Observing the ongoing trend of corporates, also locally, investing in innovation and even opening up towards startups (not only for PR reasons), some months ago, we started looking for companies that have some experience with this. Through the investment fund Eleven Ventures, which is currently facilitating the Visa Innovation Program in Bulgaria and aiming to help fintech startups and financial corporates find a common language and common ground, we came to United Bulgarian Bank (UBB) as one of the players with experience and good practices. UBB which was acquired by Belgian KBC Group two years ago is one of those companies that put effort into corporate innovation, also by transferring group level know-how to Bulgaria. In May, the group launched a Bulgarian branch of its innovation lab SurfStudio@UBB and SurfStudio@DZI, which has already been operating successfully in Belgium, Ireland, the Czech Republic, Slovakia, and Hungary. For us, this was an indication there might be interesting innovation practices worth exploring. So we went to talk to Christof de Mil, the innovation leader at UBB.
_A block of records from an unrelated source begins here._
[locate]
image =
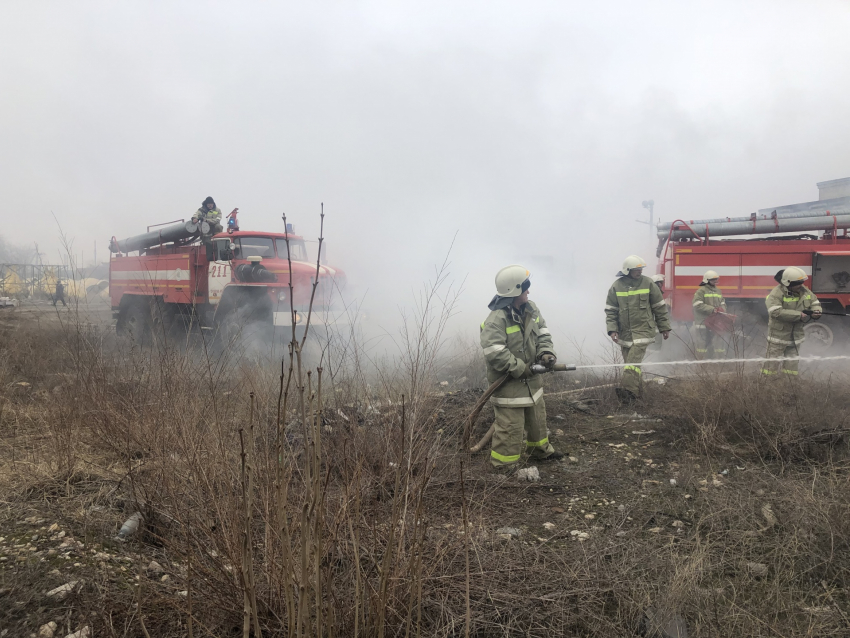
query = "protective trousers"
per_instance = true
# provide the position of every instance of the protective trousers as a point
(507, 438)
(777, 350)
(632, 374)
(708, 344)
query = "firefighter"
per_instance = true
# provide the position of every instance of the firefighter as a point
(785, 306)
(633, 310)
(59, 293)
(513, 337)
(707, 300)
(209, 212)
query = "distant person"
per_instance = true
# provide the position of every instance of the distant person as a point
(789, 306)
(707, 300)
(209, 212)
(59, 294)
(633, 310)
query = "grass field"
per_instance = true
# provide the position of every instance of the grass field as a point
(342, 504)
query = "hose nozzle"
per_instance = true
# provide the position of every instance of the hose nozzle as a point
(558, 367)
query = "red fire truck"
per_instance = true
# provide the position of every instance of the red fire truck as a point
(236, 283)
(747, 252)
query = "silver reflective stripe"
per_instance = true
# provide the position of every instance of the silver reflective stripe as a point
(520, 402)
(785, 343)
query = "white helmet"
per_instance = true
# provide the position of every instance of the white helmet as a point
(509, 280)
(793, 274)
(709, 275)
(632, 262)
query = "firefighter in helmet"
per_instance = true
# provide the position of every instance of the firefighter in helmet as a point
(634, 309)
(209, 212)
(513, 337)
(789, 306)
(707, 300)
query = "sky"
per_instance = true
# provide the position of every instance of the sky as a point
(495, 132)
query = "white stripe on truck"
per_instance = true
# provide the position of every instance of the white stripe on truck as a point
(734, 271)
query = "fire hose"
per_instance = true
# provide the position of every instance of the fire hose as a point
(498, 383)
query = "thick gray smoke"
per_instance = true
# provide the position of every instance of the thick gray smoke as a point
(530, 133)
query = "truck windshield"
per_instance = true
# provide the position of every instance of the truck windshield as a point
(253, 247)
(299, 250)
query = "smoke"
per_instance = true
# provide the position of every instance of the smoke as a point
(493, 132)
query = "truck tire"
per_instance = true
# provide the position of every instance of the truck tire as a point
(137, 323)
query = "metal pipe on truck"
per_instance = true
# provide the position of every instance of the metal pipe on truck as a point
(832, 207)
(758, 227)
(166, 234)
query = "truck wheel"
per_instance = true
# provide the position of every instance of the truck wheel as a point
(137, 324)
(819, 338)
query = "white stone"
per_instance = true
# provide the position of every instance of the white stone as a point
(47, 631)
(61, 592)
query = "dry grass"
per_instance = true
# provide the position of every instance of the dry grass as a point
(288, 503)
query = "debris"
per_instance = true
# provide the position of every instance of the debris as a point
(528, 474)
(47, 630)
(509, 531)
(130, 526)
(61, 592)
(757, 569)
(664, 624)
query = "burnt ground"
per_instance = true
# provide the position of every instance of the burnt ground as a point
(644, 513)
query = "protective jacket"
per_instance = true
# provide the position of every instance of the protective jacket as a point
(635, 308)
(512, 340)
(210, 216)
(784, 308)
(706, 299)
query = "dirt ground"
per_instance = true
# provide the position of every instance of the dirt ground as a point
(642, 515)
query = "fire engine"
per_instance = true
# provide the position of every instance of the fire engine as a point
(747, 253)
(238, 279)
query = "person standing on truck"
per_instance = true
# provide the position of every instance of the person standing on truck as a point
(707, 300)
(789, 307)
(634, 309)
(59, 293)
(208, 212)
(513, 337)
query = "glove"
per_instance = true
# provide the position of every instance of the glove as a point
(547, 359)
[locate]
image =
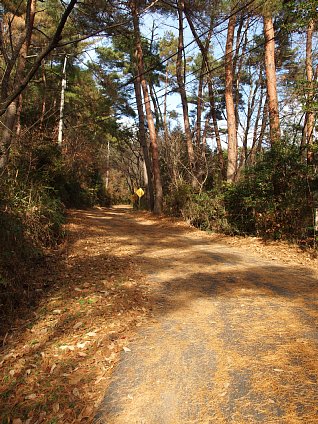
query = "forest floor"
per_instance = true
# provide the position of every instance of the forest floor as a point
(147, 320)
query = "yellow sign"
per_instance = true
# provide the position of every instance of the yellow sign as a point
(140, 192)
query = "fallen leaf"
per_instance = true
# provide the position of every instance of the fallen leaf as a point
(81, 345)
(56, 408)
(77, 325)
(30, 397)
(76, 392)
(52, 368)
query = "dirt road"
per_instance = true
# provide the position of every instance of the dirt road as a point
(233, 337)
(146, 320)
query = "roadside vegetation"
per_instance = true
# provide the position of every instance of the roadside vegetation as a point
(87, 118)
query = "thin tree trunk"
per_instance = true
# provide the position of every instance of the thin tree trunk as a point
(144, 144)
(43, 109)
(151, 126)
(310, 116)
(181, 85)
(11, 112)
(229, 102)
(271, 82)
(263, 127)
(252, 155)
(204, 49)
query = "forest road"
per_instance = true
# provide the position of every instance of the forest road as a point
(233, 337)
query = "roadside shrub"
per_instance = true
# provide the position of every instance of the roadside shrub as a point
(206, 211)
(272, 198)
(203, 210)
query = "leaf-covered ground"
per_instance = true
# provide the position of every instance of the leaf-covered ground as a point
(223, 325)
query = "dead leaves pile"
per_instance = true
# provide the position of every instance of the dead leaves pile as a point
(55, 367)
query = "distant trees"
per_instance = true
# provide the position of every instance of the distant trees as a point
(205, 100)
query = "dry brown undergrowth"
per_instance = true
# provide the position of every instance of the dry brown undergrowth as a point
(55, 364)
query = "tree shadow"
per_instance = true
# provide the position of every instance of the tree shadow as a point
(174, 271)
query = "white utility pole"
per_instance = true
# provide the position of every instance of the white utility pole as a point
(60, 132)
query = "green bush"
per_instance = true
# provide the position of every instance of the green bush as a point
(203, 210)
(272, 198)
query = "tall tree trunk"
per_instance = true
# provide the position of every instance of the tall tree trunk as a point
(271, 82)
(310, 116)
(151, 126)
(11, 112)
(181, 85)
(229, 102)
(204, 49)
(252, 155)
(144, 144)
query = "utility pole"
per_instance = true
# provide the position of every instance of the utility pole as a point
(60, 132)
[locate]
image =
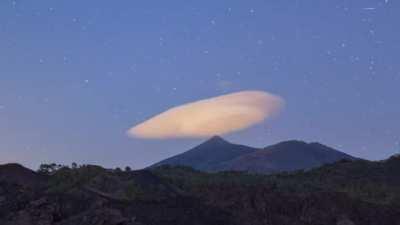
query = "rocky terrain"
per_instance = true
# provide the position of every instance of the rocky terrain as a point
(218, 154)
(343, 193)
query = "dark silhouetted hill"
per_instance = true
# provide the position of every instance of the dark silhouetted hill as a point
(217, 154)
(208, 156)
(346, 192)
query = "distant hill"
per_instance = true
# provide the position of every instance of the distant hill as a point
(346, 192)
(286, 156)
(218, 154)
(19, 175)
(208, 156)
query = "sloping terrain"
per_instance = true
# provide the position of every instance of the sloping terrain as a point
(286, 156)
(218, 154)
(208, 156)
(343, 193)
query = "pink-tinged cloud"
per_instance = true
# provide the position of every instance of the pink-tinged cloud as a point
(214, 116)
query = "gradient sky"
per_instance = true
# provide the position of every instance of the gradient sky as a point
(75, 75)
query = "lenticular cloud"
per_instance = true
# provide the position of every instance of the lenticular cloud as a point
(208, 117)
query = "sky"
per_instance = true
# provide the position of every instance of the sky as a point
(76, 75)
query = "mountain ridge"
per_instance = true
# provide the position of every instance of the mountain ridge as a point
(217, 154)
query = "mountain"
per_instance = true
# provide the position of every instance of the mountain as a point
(218, 154)
(208, 156)
(286, 156)
(356, 192)
(19, 175)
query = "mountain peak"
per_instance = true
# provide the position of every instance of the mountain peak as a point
(216, 140)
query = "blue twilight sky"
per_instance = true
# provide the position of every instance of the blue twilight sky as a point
(75, 75)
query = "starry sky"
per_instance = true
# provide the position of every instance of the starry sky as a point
(75, 75)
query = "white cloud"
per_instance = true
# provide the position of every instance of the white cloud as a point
(214, 116)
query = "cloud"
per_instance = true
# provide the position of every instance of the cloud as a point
(214, 116)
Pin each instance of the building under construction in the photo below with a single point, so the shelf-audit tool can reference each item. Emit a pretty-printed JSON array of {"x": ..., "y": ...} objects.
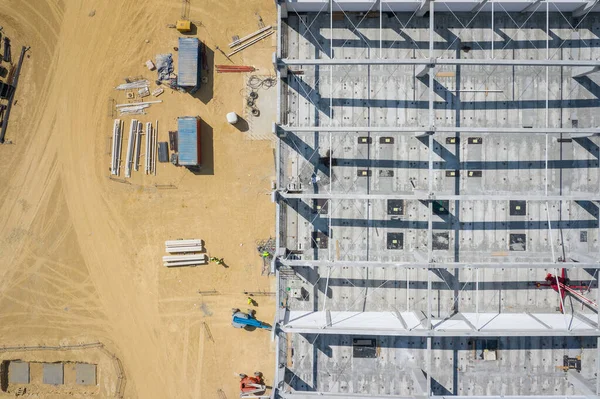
[{"x": 438, "y": 191}]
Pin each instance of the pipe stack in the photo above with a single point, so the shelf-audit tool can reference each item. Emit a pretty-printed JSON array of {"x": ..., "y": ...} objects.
[
  {"x": 183, "y": 246},
  {"x": 116, "y": 148},
  {"x": 130, "y": 145},
  {"x": 191, "y": 250}
]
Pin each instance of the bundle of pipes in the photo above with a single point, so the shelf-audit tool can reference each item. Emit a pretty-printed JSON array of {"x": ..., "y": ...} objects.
[
  {"x": 184, "y": 260},
  {"x": 149, "y": 147},
  {"x": 138, "y": 84},
  {"x": 256, "y": 37},
  {"x": 130, "y": 144},
  {"x": 133, "y": 110},
  {"x": 116, "y": 148},
  {"x": 138, "y": 144},
  {"x": 183, "y": 246},
  {"x": 234, "y": 68}
]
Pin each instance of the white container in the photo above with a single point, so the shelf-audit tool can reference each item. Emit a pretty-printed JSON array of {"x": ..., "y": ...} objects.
[{"x": 232, "y": 118}]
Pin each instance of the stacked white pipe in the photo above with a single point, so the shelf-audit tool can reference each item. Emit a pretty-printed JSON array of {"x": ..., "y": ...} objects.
[
  {"x": 191, "y": 250},
  {"x": 116, "y": 148}
]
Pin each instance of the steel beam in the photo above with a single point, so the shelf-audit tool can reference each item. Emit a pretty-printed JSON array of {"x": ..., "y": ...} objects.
[
  {"x": 479, "y": 6},
  {"x": 585, "y": 9},
  {"x": 441, "y": 333},
  {"x": 535, "y": 4},
  {"x": 437, "y": 197},
  {"x": 423, "y": 8},
  {"x": 444, "y": 265},
  {"x": 329, "y": 395},
  {"x": 283, "y": 62},
  {"x": 437, "y": 129}
]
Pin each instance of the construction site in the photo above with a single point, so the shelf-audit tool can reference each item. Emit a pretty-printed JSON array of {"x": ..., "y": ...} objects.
[
  {"x": 437, "y": 199},
  {"x": 300, "y": 199}
]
Christof De Mil began his career at KBC Group in 1995. After ten years in various management positions in the Retail and SME branch network of the group. Since 2011, he has been a member of the Board of Directors of CIBANK, where he is responsible for Retail Banking, Branch Network, and Distribution Channels and Payments. Following the acquisition of United Bulgarian Bank by the Belgian financial group KBC Group in June 2017, Christof De Mil becаme a member of the Board of Directors and Executive Director of Finance of United Bulgarian Bank. He aligns this position with his role as the innovative leader of KBC Group in Bulgaria.
Trending Topics: Currently, corporate innovation and working with startups is becoming a trending topic for many established companies. Yet, everyone is talking first about the challenges. What is this all about?
Christof De Mil: Well indeed. It is obvious that innovative startups are bringing enriching solutions to the market which can surely be of help to larger corporates. Typically there is a symbiosis. Small startups bring agile, innovative solutions but lack a core customer base. Larger corporates are often slow(er) innovators but can bring stability and a large customer base to the cooperation.
Nonetheless, we observe a couple of obstacles that lead quite often to little success. The first one is reputation which often related to the fear of the longer-term stability of the small startup. As a large corporate, you want to make sure that the new services or product you provide to your customers is still going to be around in six months.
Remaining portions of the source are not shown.